Custom Aggregations: User-Defined Aggregates

Downloads
49983.zip

In this series of articles, I'm discussing various classes of custom-aggregation solutions. SQL Server's built-in aggregate functions (e.g.,AVG, COUNT, MAX, MIN, SUM) are admittedly useful, but what if you need other types of aggregations that SQL Server doesn't provide? In the series' first two articles—"Custom Aggregations: The CursorTechnique" (http://www.sqlmag.com, March 2006, InstantDoc ID 49038) and "Custom Aggregations: The Pivoting Technique" (May 2006, InstantDoc ID 49675), I discussed cursor-based and pivot-based solutions.This month, I discuss solutions that utilize a new capability in SQL Server 2005: using .NET code to develop your own user-defined aggregates (UDAs).
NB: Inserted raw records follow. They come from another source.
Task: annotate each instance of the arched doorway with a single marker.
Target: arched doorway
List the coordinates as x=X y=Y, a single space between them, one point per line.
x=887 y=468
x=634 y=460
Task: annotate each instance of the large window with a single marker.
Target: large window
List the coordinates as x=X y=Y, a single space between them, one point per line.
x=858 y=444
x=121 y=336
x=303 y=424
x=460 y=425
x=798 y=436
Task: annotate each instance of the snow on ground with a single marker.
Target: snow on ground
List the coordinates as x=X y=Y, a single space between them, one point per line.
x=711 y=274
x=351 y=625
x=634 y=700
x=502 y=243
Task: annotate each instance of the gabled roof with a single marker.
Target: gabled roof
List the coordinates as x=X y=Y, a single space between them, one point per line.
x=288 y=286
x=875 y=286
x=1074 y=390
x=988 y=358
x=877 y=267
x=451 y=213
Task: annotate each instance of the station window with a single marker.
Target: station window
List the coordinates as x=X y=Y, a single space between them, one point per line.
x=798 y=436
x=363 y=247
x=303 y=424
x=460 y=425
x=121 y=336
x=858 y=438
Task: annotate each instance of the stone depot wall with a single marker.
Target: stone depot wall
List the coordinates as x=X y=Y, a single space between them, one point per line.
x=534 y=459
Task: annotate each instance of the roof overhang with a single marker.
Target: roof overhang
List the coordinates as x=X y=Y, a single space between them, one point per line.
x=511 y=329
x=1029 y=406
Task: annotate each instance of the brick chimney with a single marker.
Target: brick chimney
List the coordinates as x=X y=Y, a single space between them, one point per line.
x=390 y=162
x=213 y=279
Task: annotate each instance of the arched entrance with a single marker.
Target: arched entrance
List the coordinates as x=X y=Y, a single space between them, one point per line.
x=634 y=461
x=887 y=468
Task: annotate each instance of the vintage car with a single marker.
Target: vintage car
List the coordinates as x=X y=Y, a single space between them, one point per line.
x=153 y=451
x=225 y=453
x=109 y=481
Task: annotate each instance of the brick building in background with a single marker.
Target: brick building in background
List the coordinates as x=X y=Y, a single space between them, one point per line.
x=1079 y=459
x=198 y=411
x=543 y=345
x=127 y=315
As with the rest of the columns in this series, I'm using string concatenation as my example of a custom aggregation task. Here's a quick summary of the two sample concatenation tasks featured in the March and May columns:The first task is to use the Northwind database to return each customer and, for each, a concatenated list of order IDs expressed as a comma-separated list of values and sorted by order ID, as Table 1 shows.The second task is to aggregate distinct, concatenated employee IDs for each customer, as Table 2 shows.

Remember that we're evaluating the usefulness of each solution based on several factors: Is the solution generic? Does the solution support an unlimited number of elements in a group, and does it have any special limitations? Can you apply the aggregation to the elements in a desired order? How well does it perform? Finally, is the solution set-based or is it iterative/procedural? Let's first examine custom aggregate solutions based on UDAs, then evaluate the solution based on the aforementioned criteria, as I did with the cursor-based and pivot-based solutions.

UDA-Based Custom Aggregates

SQL Server 2005 introduces .NET integration. You can now develop various components in SQL Server, based on the Common Language Runtime (CLR). These include UDAs, user-defined types (UDTs), user-defined functions (UDFs), stored procedures, and triggers.The focus of this article is UDAs. Note that you can develop UDAs only with the CLR; SQL Server doesn't support the development of UDAs with TSQL code. However, after you deploy the UDAs in SQL Server, you can use them just like any other built-in aggregate function in T-SQL.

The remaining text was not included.